UI wheat varieties see rise in royalties in 2016
The 果冻传媒麻豆社’s pioneering agreement with Limagrain Cereal Seeds that forged links between the two in marketing and developing wheat varieties will return $75,000 to the university this year, said Frank Curtis, the company’s executive vice president.
That is at least a five-fold increase in royalties earned in the initial three months featuring UI varieties during the company’s first marketing season with UI.
“This year I will be able to send a check for $75,000 and next year is going to be at least double that,” Curtis said. Based in Fort Collins, Colorado, he spoke during the July 6 Parker Farm Field Day sponsored by the company and UI College of Agricultural and Life Sciences.
Last year, Limagrain began marketing six UI-developed varieties. They include three new Clearfield Plus soft white winter wheat varieties developed through conventional plant breeding methods to include resistance to imidazolinone.
Of those varieties, UI Magic CL+, UI Castle CL+, and UI Palouse CL+, Magic appears best positioned to take off in the marketplace.

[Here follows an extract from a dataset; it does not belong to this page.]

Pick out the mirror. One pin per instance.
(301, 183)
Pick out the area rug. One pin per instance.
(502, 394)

“It looks like it will have a really important place,” Curtis said. “We just need some positive harvest results and then we’ll have a success on our hands. It’s still in the test plots but it looks good and so I’m confident.”
Limagrain also markets UI/WSU Huffman, a soft white winter wheat; UI Stone, a soft white spring wheat; and UI Platinum, a hard white spring wheat.
LCS is the U.S. subsidiary of Europe-based Limagrain, one of the world’s largest seed companies. The company and university in 2012 first signed a three-year cooperative agreement. A new three-year pact is in its first year.
Curtis’s remarks followed a talk by CALS Dean Michael Parrella about the importance of recruiting more students and increasing research to generate more revenues.
To make money selling wheat seed, Curtis said, requires getting the right people and technical excellence to create wheat varieties that make money for growers.
Developing intellectual property based on wheat breeding and reaping financial rewards from that research is likewise critical, he added. So is access to germplasm, genetic material that is the foundation of plant breeding efforts.
“I think that is one of the huge strengths of the collaboration between the university and Limagrain Cereal Seeds,” Curtis said.
“We have access to probably more wheat germplasm from around the world than any other plant breeder in the market today, not all, in fact very little, of that is going to be adapted to Northwest conditions,” Curtis said of Limagrain.
The university’s strength is that its wheat breeding program is decades old and its germplasm is well adapted to the region, Curtis said.
The challenge is collecting money from the varieties that result. Curtis said, “Intellectual property and value capture in the agricultural markets in the U.S., particularly in the wheat market, is not strong.”
“So the American seed industry needs to do something not only to attract growers but also to find a way to get money in and to capture the intrinsic value of that intellectual property,” he added.
The future solution will be offering patented traits that flour millers or other end users will pay farmers more money to grow, Curtis said. Working with Colorado State University and the Wheat Research Foundation there, Limagrain will be the world’s first plant breeder to bring to market patented traits within protected varieties.
The trait’s marketplace value will enable a stewardship system that requires growers to buy new seed each year rather than saving their own. And that in turn will allow the seed company to collect the value of its intellectual property.
Curtis said he expects the first varieties with patented traits to hit the market there in two years. Similar traits could be included in varieties adapted for Idaho and the Northwest within five years.
“As we push on to higher levels, the work that we are doing is paying dividends,” Curtis said. “We are very proud to be putting significant sums back into the public sector.”
The UI-Limagrain collaboration offers another significant advantage, Curtis said. UI access to the company’s extensive wheat breeding program allowed the college to shift from hiring a wheat breeder for northern Idaho to adding a wheat molecular geneticist to its faculty.
That hiring of molecular geneticist Daolin Fu serves growers’ needs to exploit market interest in specific traits and expands teaching and research opportunities at the university, he said.